One Pot Red Beans and Rice Recipe! Made with bacon, mirepoix, andouille sausage and spices. This dish is loaded with tons of flavor. Best of all it can be made in less than one hour! Perfect for a busy weeknight. Step by step photos included below!

Easy Red Beans and Rice | chefsavvy.com

This Authentic Red Beans and Rice is so comforting! It’s perfectly spicy, rich and creamy. It is loaded with tons of flavor thanks to the spices, creole mirepoix and spicy andouille sausage. You guys seriously have to give this recipe a try it is so good!!

I mash up some of the beans when they are done cooking to create a thick creamy sauce. If you like your red beans and rice to be saucier simply skip smashing the beans.
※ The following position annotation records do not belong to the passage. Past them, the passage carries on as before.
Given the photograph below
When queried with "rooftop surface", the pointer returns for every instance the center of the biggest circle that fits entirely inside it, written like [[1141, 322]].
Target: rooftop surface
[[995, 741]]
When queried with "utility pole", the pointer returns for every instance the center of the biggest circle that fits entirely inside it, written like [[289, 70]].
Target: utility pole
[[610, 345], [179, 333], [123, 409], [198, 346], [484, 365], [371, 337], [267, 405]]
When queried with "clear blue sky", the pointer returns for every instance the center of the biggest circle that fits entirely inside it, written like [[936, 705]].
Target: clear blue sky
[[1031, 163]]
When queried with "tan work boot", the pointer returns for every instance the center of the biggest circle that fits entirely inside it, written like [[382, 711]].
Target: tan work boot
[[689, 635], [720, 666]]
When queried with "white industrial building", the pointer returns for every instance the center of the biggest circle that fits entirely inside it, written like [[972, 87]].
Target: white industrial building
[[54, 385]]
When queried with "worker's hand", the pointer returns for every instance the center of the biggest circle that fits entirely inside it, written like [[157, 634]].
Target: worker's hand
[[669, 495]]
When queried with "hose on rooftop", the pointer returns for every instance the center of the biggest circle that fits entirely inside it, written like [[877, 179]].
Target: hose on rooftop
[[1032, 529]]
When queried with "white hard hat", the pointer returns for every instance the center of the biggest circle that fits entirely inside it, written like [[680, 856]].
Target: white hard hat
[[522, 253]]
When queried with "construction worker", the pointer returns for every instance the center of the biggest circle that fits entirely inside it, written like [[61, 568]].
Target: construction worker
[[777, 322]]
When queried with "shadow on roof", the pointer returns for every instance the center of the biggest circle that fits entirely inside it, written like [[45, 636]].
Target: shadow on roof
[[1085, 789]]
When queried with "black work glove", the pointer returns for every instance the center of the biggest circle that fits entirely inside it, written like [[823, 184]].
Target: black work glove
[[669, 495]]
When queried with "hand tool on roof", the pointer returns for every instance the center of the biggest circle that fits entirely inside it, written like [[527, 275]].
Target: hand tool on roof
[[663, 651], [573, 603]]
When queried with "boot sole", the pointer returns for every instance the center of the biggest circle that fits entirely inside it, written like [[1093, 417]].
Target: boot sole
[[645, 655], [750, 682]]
I opted to use canned beans in place of dried beans. Traditional recipes all use dried beans however I was looking for a quick recipe that could be made in under an hour that would be good for a busy weeknight.

Ingredients

  • Mirepoix: In Cajun / New Orleans cooking this is a mix of onions, celery and green bell pepper. Mirepoix also know as “holy trinity” builds flavor to the dish.
  • Bacon: Adds a nice smokiness to the dish.
  • Red Beans: To save on time I use canned red beans however you can make this dish with red beans soaked overnight then cook for 1- 1 1/2 hours or until tender.
  • Andouille: Sausage is an important part of any red beans and rice. It is a bit spicy and smokey. If you want something milder choose a plain smoked sausage.
  • Chicken Broth: You can just use water in place of the chicken broth if you do not have any on hand.
  • Spices: Bay leaves, paprika, dried oregano and dried thyme.
  • Red Wine Vinegar: Is used to give the dish brightness and a bit of acidity. Any type of vinegar will work if you don’t have red wine vinegar.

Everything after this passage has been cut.